Et voilà Meryem qui marchait, son énorme bouquet dans les bras, lançant des "S'cusez" à tue-tête, ne voyant pas vraiment ce qu'il y avait devant elle. Elle y allait à l'intinct, ou simplement en se disant que tout le monde se pousserait en voyant arriver une énorme composition fleurale. La jeune blonde réfléchissait à sa condition. Elle aimait son métier, mais les contraintes étaient bien plus contraignantes, justement, que les avantages : elle devait se faire discrète, comme toutes les personnes de son espèce, ne montrant qu'une partie d'elle, la plus humaine.

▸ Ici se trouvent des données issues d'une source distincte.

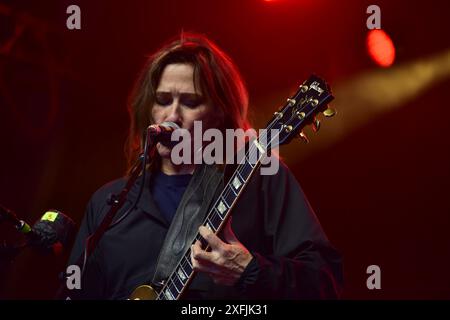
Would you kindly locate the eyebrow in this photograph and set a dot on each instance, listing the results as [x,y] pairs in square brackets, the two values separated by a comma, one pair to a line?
[182,94]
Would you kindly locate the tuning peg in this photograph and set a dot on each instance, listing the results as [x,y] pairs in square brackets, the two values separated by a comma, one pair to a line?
[329,112]
[302,136]
[316,124]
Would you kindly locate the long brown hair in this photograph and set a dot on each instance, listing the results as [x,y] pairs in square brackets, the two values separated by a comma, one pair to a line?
[214,70]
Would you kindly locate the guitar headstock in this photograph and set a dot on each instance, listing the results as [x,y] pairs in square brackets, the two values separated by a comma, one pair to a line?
[310,99]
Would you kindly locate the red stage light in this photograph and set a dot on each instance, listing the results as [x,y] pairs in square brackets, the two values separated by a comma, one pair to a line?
[380,47]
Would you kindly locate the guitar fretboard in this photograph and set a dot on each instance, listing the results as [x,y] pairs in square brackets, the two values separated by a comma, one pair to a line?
[179,279]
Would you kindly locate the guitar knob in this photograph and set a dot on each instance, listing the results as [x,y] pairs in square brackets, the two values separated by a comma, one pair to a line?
[302,136]
[316,125]
[329,112]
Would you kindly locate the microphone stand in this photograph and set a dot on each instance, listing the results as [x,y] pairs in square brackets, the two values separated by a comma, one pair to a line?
[116,202]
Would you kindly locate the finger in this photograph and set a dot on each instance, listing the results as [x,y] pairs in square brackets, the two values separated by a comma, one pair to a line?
[228,233]
[213,241]
[197,253]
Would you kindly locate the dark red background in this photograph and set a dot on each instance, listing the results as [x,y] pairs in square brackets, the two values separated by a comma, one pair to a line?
[380,192]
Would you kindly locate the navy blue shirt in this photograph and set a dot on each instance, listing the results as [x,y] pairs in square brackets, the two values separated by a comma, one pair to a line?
[167,191]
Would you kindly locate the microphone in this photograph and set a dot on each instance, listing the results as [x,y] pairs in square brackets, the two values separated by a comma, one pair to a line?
[52,232]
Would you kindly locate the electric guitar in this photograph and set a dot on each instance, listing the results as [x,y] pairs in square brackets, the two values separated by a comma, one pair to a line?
[311,98]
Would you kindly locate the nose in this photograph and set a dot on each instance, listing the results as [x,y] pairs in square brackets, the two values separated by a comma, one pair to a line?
[174,113]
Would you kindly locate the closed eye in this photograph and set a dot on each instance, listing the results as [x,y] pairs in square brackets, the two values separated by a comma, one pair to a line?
[163,98]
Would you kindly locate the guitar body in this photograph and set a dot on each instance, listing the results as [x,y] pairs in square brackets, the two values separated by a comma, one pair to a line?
[144,292]
[311,98]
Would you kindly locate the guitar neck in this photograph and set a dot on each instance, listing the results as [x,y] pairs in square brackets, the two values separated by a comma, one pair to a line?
[215,219]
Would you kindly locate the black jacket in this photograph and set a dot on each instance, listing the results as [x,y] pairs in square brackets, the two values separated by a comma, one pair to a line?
[292,257]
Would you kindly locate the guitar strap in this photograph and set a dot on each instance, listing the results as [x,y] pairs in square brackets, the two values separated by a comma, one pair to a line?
[205,185]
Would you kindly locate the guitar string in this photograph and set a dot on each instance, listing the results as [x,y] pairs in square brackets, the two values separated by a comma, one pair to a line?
[240,170]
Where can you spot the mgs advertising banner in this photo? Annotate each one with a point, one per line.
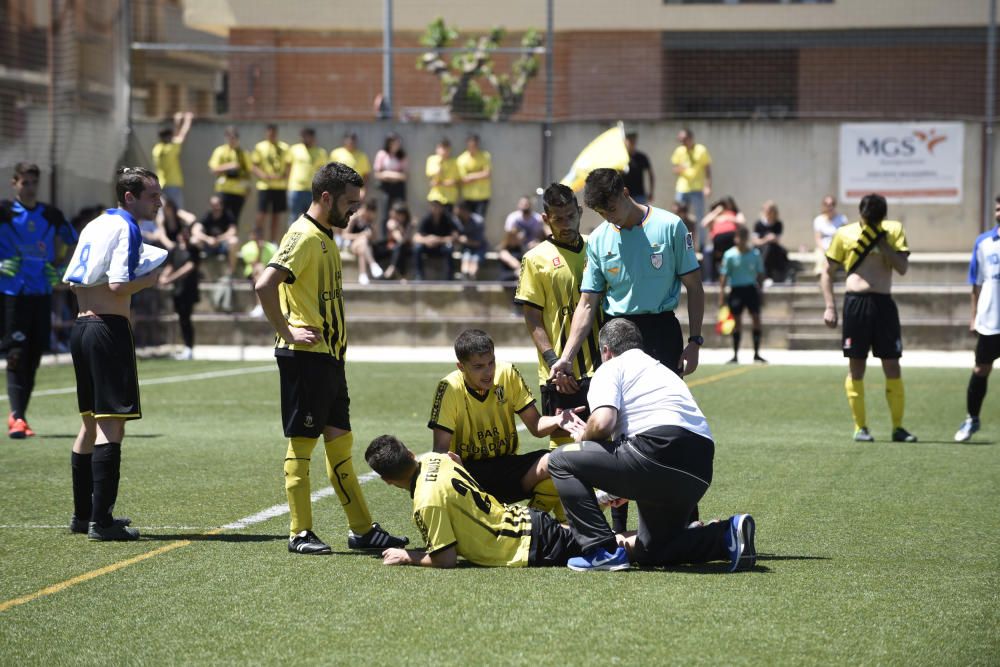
(915, 163)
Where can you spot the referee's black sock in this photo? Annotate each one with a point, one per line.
(106, 466)
(975, 394)
(83, 485)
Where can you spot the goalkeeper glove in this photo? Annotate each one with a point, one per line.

Enchaînée dans cette nature qui n'était pas vraiment la sienne, bien qu'elle avait toujours rêvé de ne jamais avoir de pouvoir, maintenant qu'elle en possédait un, elle devait vivre avec. Or, ces quatre dernières années, elle devait le refouler, justement, cela ne la dérangeait pas plus que cela, mais elle savait qu'un jour ou l'autre, elle se ferait attraper, happée comme les Juifs à l'époque des nazis, et qu'elle ne reviendrait plus jamais, que le monde l'oublierait. C'était en partie pour n'impliquer personne avec elle qu'elle vivait seule, et qu'elle ne s'occupait que de rendre les gens heureux avec des fleurs, les seuls êtres vivants dont elle connaissait la fidélité, et qui pourraient s'en sortir sans elle.

Notre jeune demoiselle était tellement absorbée par ses pensées qu'elle en avait oublié de dire ses pardons. Elle ne voyait rien, et n'entendait pas grand chose de précis, à part les paroles des gens qui l'entouraient qui se mélangeaient, devenant une langue inconnue. Elle ne se rendit donc pas compte qu'une personne était pile sur sa trajectoire, mais de sens opposé. Meryem ne sentit pas tout de suite qu'elle percutait la personne, tout se passait comme au ralenti. Son bouquet se rapprochait dangeureusement d'elle, se pliant. Puis, elle sentit un pied juste devant le sien. Enfin, une force opposée et beaucoup plus forte la projetta en arrière, la faisant perdre l'équilibre et tomber sur les fesses. Elle lâcha bien entendu sa composition, qui ne ressemblait alors plus à grand chose. Cette dernière roula jusque sur la route, et finit sa vie sous les roues d'une voiture. La jeune blonde regarda les vestiges de son oeuvre éparpillés sur la route en soupirant. Elle n'avait pas mis beaucoup de temps à le faire, mais savoir où cela a fini la rendait un peu triste. De plus, il fallait qu'elle retourne dans son magasin pour refaire la composition, puis qu'elle revienne ici. Mais avant, elle devait s'excuser auprès de la personne qu'elle avait probablement gênée avec son bouquet.


- Excusez-moi, je ne regardais pas où j'allais !! Vous n'avez rien de casser ?!